Blicken wir mal ein Jahr in die Zukunft: Was soll Ende 2024 alles umgesetzt sein?

Sie müssen sich den Klinikverbund vorstellen wie einen ICE. Ich versuche jetzt, gemeinsam mit der Führungsmannschaft und der Kommunalpolitik, während der Fahrt die Weichen neu zu stellen. Ich bin ja auf einen fahrenden Zug aufgesprungen. Das ist schon zu unterscheiden von einer Restrukturierung in der freien Wirtschaft, dort geht es um Produkte, hier geht es um Menschen. Dabei ist es mir immer wichtig, meinen ethischen Kompass nicht aus dem Auge zu verlieren. Deswegen möchte ich auch nicht den Stempel des reinen Sanierers haben.

Hat Sie die starke Rolle der Politik überrascht?

Nein, ich war ja fast nur bei kommunalen Trägern tätig und einmal bei einem katholischen Krankenhaus. Öffentliche Träger sehe ich als große Chance, weswegen ich nie in die Privatwirtschaft gehen wollte. Durch das starke Bekenntnis unserer Träger haben wir es trotz der schwierigen Rahmenbedingungen selbst in der Hand, den Klinikverbund als starken medizinischen Versorger und Arbeitgeber zukunftsfähig aufzustellen. Diese Chance wollen und werden wir nutzen.

Sie waren zuvor in Coburg tätig, sind hier ein sogenannter „Neigschmeckter“, wie man sagt.

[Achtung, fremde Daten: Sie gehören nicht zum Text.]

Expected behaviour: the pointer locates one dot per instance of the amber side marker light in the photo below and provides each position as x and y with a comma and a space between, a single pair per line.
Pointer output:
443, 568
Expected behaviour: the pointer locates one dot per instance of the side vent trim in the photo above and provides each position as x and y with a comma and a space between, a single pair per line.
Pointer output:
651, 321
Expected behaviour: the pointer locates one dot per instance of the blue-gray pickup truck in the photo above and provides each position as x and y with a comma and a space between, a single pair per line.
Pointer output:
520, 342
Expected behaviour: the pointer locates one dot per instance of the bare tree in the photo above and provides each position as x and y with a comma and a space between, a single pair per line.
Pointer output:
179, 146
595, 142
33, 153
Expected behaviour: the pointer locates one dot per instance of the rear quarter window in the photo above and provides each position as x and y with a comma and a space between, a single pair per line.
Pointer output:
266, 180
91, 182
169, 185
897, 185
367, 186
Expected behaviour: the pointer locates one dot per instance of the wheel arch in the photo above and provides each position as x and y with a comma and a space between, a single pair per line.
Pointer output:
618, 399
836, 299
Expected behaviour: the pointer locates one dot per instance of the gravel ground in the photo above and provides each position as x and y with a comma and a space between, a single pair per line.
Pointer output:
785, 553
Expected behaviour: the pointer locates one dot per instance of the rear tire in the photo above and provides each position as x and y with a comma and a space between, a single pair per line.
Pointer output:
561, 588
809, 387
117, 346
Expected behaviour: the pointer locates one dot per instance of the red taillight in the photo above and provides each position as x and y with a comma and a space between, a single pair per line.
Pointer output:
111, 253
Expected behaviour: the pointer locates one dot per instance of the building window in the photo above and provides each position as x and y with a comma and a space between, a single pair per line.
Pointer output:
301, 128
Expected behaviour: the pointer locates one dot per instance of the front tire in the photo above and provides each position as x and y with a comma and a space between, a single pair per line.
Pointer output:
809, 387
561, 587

Sind Sie mit der schwäbischen Mentalität schon warm geworden?

Ich bin in Villingen-Schwenningen geboren, genauer: in Schwenningen, also Schwaben. Mein Vater hatte zehn Geschwister, die dort alle verstreut waren bis Rottweil runter. Dort habe ich noch viel Verwandtschaft, der ich jetzt wieder näher bin. Insofern ist mir die schwäbische Mentalität vertraut. Aufgewachsen bin ich allerdings in Bayern und Oberfranken. Aber keine Angst: Ich habe keine Anpassungsprobleme.